When email comes in with file attachments that in theory would infect our machines, we should write a friendly version of the command and control that we're in control of but it pretends to respond to the bot herder.
Imagine if you would, thousands, maybe tens of thousands or more machines pretending to be in a botnet.
When the bot herder issues commands we attempt to "execute" them but our fake botnet attacks the bot herder and sends along the commands to their destination with [BOTNET] prefix and details of who sent it attached.
Just like the botnet, this would be completely decentralized and have no vulnerability for the actual botnet to attack. Using TOR proxies we could enlist every machine the botnet attempts to infect to attack the bot herder and the fake-infected machines would be undetectable.
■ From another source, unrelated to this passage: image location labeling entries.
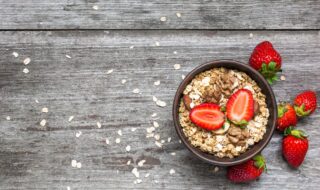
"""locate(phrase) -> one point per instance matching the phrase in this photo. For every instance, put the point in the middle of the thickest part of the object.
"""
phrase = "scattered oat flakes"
(70, 118)
(163, 19)
(43, 122)
(45, 110)
(157, 137)
(26, 61)
(158, 144)
(136, 91)
(154, 98)
(25, 70)
(79, 165)
(15, 54)
(155, 124)
(177, 66)
(74, 163)
(156, 83)
(78, 134)
(161, 103)
(141, 162)
(109, 71)
(135, 172)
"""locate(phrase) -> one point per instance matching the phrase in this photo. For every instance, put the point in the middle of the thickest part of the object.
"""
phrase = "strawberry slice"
(207, 116)
(240, 107)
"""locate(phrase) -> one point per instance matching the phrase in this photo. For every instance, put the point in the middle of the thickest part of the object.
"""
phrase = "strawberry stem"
(260, 162)
(295, 132)
(300, 110)
(269, 71)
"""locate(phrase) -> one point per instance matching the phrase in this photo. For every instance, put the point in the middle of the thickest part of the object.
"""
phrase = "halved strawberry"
(207, 116)
(240, 107)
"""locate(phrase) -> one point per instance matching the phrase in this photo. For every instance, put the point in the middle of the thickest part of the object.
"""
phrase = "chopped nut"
(234, 131)
(233, 139)
(256, 108)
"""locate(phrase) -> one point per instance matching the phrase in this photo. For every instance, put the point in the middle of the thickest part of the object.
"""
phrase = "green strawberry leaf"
(300, 111)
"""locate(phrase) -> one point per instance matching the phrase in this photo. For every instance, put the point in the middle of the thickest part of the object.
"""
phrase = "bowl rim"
(177, 98)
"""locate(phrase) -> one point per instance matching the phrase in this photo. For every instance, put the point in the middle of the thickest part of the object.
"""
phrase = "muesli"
(216, 86)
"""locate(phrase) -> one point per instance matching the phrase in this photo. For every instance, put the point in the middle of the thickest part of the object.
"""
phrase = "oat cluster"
(216, 86)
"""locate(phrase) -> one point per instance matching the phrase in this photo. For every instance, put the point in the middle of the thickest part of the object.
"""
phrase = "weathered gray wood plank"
(35, 157)
(145, 14)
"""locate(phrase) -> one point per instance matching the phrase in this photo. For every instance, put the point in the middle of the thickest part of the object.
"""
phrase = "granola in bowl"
(215, 86)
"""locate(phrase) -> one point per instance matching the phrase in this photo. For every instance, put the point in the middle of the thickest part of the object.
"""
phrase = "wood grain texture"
(35, 157)
(145, 14)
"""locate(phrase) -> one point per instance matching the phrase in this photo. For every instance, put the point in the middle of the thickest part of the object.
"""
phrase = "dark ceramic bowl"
(271, 103)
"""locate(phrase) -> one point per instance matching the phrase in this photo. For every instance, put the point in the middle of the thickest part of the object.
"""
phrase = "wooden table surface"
(75, 44)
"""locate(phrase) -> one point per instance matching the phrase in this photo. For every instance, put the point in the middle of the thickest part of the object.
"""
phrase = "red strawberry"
(207, 116)
(286, 117)
(294, 147)
(240, 107)
(305, 103)
(266, 60)
(247, 171)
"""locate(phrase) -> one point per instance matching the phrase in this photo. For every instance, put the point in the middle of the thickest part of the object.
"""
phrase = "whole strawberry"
(266, 60)
(305, 103)
(247, 171)
(286, 116)
(294, 147)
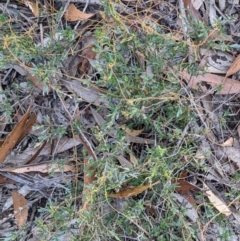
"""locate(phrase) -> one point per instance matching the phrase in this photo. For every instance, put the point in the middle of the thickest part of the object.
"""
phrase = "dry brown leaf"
(87, 54)
(73, 14)
(88, 94)
(33, 6)
(64, 144)
(190, 210)
(36, 154)
(183, 186)
(217, 203)
(19, 204)
(35, 80)
(13, 137)
(130, 191)
(43, 168)
(132, 132)
(228, 142)
(228, 85)
(87, 180)
(235, 67)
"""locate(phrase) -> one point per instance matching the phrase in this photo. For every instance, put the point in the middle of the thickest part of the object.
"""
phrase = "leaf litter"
(221, 84)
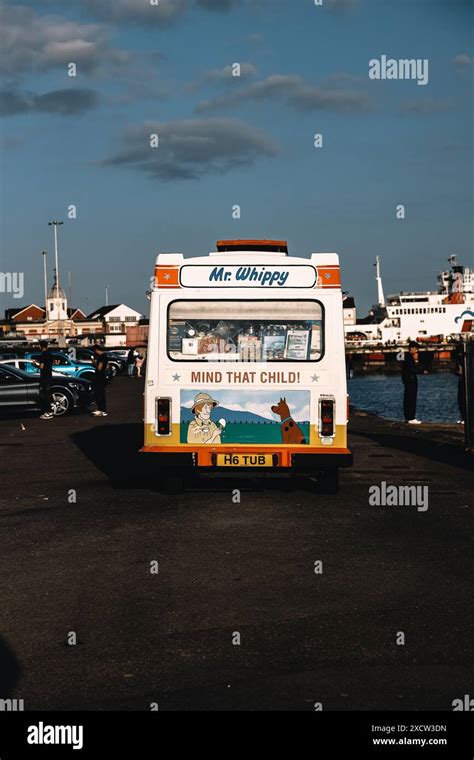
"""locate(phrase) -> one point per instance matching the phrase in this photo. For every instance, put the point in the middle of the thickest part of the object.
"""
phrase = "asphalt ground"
(229, 568)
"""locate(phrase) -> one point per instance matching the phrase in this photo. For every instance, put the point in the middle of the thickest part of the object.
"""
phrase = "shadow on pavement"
(437, 449)
(114, 450)
(10, 670)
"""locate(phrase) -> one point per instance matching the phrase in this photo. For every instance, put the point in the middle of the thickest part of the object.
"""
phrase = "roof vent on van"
(274, 246)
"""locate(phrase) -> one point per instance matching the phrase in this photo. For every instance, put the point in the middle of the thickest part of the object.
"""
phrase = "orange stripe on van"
(167, 277)
(329, 277)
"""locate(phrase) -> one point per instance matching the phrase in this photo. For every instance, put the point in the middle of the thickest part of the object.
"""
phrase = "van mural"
(240, 416)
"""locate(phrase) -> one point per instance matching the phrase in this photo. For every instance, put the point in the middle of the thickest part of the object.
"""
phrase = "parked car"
(27, 365)
(67, 366)
(20, 390)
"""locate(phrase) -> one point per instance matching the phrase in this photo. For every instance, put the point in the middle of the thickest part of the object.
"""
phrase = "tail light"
(163, 416)
(326, 417)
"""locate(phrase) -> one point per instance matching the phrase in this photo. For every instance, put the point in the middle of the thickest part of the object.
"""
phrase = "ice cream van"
(246, 363)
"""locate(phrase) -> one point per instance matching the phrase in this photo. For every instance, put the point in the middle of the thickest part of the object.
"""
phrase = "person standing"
(100, 362)
(139, 364)
(459, 369)
(131, 362)
(46, 373)
(410, 382)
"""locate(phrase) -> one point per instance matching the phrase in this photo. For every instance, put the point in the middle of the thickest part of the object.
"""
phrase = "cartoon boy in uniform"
(202, 429)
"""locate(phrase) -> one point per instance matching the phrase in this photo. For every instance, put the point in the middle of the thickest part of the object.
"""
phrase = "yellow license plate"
(245, 460)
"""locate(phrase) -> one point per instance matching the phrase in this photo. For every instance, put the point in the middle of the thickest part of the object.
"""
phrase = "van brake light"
(163, 416)
(326, 417)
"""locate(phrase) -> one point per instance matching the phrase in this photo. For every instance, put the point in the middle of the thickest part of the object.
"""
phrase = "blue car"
(65, 365)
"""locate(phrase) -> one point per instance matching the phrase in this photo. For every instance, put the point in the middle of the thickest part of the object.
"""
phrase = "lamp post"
(45, 274)
(55, 224)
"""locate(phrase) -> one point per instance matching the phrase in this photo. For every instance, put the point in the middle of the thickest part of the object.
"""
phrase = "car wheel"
(61, 402)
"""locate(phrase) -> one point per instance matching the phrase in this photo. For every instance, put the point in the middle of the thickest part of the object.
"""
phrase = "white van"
(246, 362)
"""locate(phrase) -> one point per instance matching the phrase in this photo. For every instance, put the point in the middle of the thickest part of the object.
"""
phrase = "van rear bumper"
(300, 461)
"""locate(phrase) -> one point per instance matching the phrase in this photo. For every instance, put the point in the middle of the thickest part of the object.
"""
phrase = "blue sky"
(227, 140)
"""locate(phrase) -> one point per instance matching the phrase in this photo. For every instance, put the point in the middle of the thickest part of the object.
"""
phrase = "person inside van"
(100, 362)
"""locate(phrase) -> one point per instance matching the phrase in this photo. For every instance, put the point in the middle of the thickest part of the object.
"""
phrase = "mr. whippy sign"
(248, 276)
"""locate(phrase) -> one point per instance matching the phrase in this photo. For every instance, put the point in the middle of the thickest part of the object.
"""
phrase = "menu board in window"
(297, 344)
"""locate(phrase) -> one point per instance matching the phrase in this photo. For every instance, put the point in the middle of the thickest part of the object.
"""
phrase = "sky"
(227, 140)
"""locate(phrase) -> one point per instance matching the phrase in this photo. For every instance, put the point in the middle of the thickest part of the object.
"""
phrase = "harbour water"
(383, 395)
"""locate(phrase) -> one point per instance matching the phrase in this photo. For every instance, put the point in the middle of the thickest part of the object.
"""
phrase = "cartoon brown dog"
(290, 431)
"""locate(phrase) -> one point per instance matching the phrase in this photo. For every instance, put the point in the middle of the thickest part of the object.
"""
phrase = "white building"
(116, 319)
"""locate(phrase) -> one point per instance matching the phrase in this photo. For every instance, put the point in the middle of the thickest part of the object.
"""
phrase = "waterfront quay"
(433, 357)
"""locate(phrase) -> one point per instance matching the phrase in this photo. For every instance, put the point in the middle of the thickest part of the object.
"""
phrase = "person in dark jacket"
(131, 362)
(410, 382)
(46, 372)
(459, 370)
(100, 380)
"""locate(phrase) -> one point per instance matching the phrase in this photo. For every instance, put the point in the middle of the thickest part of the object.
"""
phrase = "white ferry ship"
(419, 315)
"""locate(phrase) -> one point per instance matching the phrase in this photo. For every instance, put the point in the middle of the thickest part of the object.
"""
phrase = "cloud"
(463, 59)
(295, 92)
(32, 43)
(340, 6)
(424, 106)
(68, 102)
(191, 148)
(247, 70)
(141, 12)
(223, 76)
(218, 5)
(136, 11)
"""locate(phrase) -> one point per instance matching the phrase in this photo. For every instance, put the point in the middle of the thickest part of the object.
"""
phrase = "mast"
(378, 279)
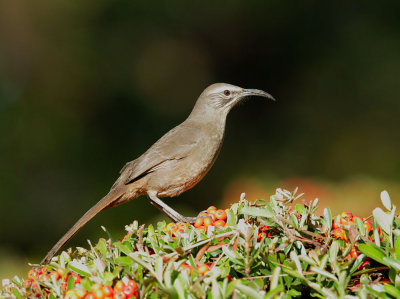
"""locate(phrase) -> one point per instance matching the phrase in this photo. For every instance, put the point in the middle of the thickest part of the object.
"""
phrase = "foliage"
(267, 249)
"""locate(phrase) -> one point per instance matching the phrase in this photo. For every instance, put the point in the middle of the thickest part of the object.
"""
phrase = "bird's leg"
(167, 210)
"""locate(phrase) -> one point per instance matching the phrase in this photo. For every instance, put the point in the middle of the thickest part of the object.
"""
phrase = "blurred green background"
(86, 86)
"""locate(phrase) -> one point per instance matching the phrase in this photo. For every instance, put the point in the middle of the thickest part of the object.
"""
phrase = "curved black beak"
(256, 92)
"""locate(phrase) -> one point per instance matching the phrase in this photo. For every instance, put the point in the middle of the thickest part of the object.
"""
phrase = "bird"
(176, 162)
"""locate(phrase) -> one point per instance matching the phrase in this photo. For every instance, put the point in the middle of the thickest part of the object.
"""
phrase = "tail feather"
(106, 201)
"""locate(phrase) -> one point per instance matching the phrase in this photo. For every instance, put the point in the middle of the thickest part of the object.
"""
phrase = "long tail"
(106, 201)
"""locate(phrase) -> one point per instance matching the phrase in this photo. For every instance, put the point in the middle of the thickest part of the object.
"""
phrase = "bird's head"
(221, 97)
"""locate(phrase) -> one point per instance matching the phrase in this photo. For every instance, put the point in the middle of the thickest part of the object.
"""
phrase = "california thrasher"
(176, 162)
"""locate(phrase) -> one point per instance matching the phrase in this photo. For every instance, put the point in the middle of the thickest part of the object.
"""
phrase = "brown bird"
(176, 162)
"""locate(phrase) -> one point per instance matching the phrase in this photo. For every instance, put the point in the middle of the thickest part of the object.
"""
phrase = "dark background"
(86, 86)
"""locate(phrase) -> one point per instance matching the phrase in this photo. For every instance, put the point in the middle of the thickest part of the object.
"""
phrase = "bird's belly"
(178, 176)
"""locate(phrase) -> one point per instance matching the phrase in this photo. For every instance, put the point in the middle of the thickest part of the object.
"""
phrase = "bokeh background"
(86, 86)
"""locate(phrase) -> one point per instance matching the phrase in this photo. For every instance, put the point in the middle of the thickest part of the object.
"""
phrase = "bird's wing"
(174, 145)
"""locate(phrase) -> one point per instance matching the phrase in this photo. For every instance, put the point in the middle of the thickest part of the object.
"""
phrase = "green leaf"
(70, 282)
(248, 291)
(233, 256)
(391, 262)
(80, 268)
(102, 247)
(397, 247)
(16, 293)
(391, 290)
(124, 261)
(328, 219)
(274, 292)
(124, 248)
(324, 273)
(180, 287)
(86, 283)
(301, 209)
(385, 198)
(266, 212)
(231, 218)
(360, 226)
(384, 220)
(275, 278)
(372, 251)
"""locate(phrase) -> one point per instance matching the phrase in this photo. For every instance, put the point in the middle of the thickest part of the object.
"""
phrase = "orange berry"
(187, 267)
(203, 269)
(27, 283)
(89, 296)
(339, 233)
(261, 236)
(119, 295)
(212, 216)
(172, 227)
(129, 291)
(182, 226)
(133, 284)
(220, 214)
(210, 209)
(44, 277)
(61, 271)
(219, 223)
(119, 286)
(108, 291)
(368, 225)
(353, 253)
(77, 278)
(43, 270)
(98, 293)
(55, 274)
(71, 294)
(199, 222)
(207, 221)
(33, 274)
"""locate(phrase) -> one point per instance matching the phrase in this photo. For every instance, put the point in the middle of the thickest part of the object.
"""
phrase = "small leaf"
(80, 268)
(391, 262)
(324, 273)
(124, 261)
(179, 286)
(70, 282)
(248, 291)
(328, 219)
(385, 198)
(301, 209)
(266, 212)
(384, 220)
(391, 290)
(397, 247)
(275, 278)
(372, 251)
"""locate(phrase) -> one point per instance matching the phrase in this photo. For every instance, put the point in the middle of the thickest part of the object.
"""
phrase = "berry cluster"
(211, 217)
(39, 282)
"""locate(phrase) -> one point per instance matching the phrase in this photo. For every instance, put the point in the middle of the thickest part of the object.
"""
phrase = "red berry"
(211, 209)
(199, 222)
(108, 291)
(219, 223)
(220, 214)
(207, 221)
(119, 286)
(203, 269)
(33, 274)
(119, 295)
(133, 284)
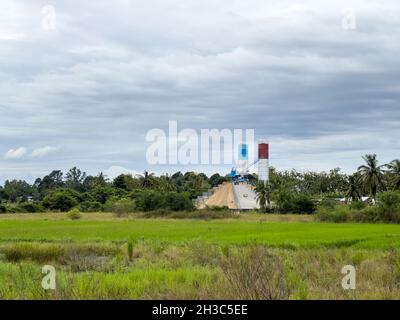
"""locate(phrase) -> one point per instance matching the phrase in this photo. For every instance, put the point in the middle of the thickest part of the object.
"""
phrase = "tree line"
(291, 191)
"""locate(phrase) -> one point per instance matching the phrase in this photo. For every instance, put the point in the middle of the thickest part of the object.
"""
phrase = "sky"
(82, 82)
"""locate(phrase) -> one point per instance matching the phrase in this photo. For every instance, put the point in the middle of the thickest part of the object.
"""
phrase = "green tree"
(371, 174)
(147, 180)
(263, 195)
(61, 199)
(353, 191)
(166, 184)
(394, 171)
(74, 179)
(17, 190)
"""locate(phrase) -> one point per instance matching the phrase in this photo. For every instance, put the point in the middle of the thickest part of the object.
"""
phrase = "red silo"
(263, 151)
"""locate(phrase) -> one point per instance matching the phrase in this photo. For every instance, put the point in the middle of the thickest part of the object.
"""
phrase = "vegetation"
(243, 258)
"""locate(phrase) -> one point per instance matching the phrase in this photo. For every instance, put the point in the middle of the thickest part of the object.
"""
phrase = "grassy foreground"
(103, 257)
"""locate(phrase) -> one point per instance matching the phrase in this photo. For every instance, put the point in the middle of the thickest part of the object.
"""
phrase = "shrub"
(255, 273)
(302, 204)
(120, 207)
(152, 201)
(91, 206)
(389, 206)
(358, 205)
(337, 214)
(74, 214)
(61, 199)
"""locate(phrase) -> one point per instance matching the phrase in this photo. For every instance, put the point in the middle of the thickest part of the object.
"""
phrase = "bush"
(255, 273)
(120, 207)
(302, 204)
(337, 214)
(91, 206)
(358, 205)
(389, 206)
(61, 199)
(74, 214)
(174, 201)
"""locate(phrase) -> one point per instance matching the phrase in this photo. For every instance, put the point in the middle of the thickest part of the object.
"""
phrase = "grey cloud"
(110, 72)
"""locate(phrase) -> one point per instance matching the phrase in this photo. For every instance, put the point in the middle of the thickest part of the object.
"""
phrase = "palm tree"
(167, 184)
(394, 170)
(263, 195)
(354, 191)
(147, 180)
(371, 174)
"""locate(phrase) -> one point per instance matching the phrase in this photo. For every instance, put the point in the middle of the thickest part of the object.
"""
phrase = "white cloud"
(15, 153)
(43, 151)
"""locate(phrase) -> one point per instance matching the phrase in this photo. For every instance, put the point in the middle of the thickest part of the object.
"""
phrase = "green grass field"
(301, 234)
(189, 258)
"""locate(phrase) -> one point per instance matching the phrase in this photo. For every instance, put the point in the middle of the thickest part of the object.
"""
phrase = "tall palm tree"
(147, 180)
(167, 184)
(263, 194)
(354, 190)
(371, 174)
(394, 169)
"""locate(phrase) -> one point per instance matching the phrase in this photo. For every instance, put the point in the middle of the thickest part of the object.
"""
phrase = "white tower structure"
(263, 161)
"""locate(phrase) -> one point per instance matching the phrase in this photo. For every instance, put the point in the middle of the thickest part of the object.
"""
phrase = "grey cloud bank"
(86, 93)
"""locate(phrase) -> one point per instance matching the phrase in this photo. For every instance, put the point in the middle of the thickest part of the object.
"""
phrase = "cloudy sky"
(82, 82)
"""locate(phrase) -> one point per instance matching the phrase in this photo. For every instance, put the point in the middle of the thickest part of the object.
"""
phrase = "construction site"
(238, 193)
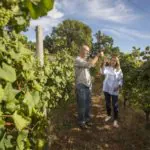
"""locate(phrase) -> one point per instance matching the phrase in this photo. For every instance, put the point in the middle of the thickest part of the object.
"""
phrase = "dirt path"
(101, 136)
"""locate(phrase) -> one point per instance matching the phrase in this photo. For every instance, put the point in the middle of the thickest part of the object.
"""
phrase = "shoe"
(115, 124)
(107, 118)
(83, 126)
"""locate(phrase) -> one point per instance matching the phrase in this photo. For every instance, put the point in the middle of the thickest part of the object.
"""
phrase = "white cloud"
(99, 9)
(123, 32)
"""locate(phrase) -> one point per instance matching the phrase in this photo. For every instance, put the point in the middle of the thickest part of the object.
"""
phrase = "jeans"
(83, 95)
(114, 104)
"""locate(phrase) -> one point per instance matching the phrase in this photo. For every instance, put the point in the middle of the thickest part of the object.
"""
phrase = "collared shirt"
(82, 73)
(113, 79)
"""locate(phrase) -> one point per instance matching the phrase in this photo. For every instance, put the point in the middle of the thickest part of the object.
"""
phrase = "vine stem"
(9, 116)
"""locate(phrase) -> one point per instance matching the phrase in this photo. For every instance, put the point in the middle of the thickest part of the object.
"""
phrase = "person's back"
(82, 73)
(83, 85)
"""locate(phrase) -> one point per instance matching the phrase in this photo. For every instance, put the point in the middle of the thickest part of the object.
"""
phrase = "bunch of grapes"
(5, 16)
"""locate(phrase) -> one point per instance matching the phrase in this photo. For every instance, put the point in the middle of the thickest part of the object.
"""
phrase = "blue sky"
(126, 21)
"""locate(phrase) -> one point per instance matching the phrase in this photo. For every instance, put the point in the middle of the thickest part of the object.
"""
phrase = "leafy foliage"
(137, 79)
(16, 14)
(28, 92)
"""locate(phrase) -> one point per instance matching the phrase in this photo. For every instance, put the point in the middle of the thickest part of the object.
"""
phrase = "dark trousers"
(83, 95)
(114, 98)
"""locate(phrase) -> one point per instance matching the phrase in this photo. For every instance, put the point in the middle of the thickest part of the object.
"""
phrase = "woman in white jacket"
(111, 85)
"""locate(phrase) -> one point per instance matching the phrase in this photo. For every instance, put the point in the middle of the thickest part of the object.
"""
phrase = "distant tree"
(69, 34)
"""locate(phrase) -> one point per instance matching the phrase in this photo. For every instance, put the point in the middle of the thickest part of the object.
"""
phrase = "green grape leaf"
(28, 100)
(19, 121)
(10, 93)
(22, 137)
(7, 73)
(1, 93)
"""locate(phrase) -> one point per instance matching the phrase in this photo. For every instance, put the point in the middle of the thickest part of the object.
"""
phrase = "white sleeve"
(82, 63)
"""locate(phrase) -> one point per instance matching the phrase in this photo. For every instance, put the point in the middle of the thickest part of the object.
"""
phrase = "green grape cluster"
(5, 16)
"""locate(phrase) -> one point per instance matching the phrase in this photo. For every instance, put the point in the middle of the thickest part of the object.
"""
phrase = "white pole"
(39, 44)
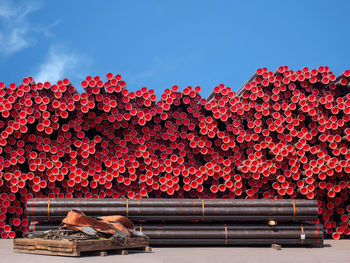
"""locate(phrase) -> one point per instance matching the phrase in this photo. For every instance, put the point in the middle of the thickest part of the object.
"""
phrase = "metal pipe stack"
(282, 135)
(196, 221)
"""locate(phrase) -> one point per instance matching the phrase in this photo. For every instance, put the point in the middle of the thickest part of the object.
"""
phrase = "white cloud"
(17, 32)
(58, 64)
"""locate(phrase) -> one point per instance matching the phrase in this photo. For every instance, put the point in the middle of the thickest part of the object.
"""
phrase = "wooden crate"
(74, 248)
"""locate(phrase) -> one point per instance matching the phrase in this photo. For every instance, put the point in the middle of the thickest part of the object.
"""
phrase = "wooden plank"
(74, 248)
(93, 245)
(48, 248)
(43, 242)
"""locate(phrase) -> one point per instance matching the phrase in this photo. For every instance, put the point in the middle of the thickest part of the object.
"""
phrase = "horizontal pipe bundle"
(177, 210)
(220, 234)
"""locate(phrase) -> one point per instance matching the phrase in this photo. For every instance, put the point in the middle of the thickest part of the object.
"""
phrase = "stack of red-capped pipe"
(284, 134)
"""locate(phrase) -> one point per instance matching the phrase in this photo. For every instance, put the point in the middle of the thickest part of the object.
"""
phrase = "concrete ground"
(334, 251)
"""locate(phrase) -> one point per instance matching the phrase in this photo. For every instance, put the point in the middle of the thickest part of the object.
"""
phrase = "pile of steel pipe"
(284, 134)
(164, 210)
(220, 234)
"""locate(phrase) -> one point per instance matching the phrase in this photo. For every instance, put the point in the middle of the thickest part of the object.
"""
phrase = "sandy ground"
(333, 251)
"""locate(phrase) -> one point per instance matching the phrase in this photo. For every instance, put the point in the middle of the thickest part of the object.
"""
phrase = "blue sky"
(158, 44)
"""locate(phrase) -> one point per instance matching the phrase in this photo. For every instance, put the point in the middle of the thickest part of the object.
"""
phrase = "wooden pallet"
(76, 247)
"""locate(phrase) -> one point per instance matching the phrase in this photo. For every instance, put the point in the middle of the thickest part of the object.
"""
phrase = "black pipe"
(154, 202)
(185, 218)
(211, 242)
(196, 211)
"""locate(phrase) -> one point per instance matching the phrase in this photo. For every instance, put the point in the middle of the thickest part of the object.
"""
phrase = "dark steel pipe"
(233, 234)
(154, 202)
(193, 226)
(201, 242)
(184, 218)
(179, 211)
Basically, it would use stealth to attack the attackers, instead of the intended victim(s), and alert the intended victims of the attack details and where it originates.
We could fake them out and take them out all in one shot.
Instead of fearing the botnet we could bend it right back at them as what goes around, comes around.
To implement such a strategy would require a simple program to analyze incoming email for worms and viruses and then feed information to our fake-botnet routine found in these files to make it look seamless to the botnet herder like everything it working like it's supposed to work.
Little would the bot herder know the more machines he tried to infect that ran, I'll tentatively call it "BotLash" for bot backlash, that he/she/it would be instead of expanding their network, expanding a growing attack aimed at the origin.
Why nobody ever thought of this I'll never know.
If it were an embedded feature of Norton's, it would rock.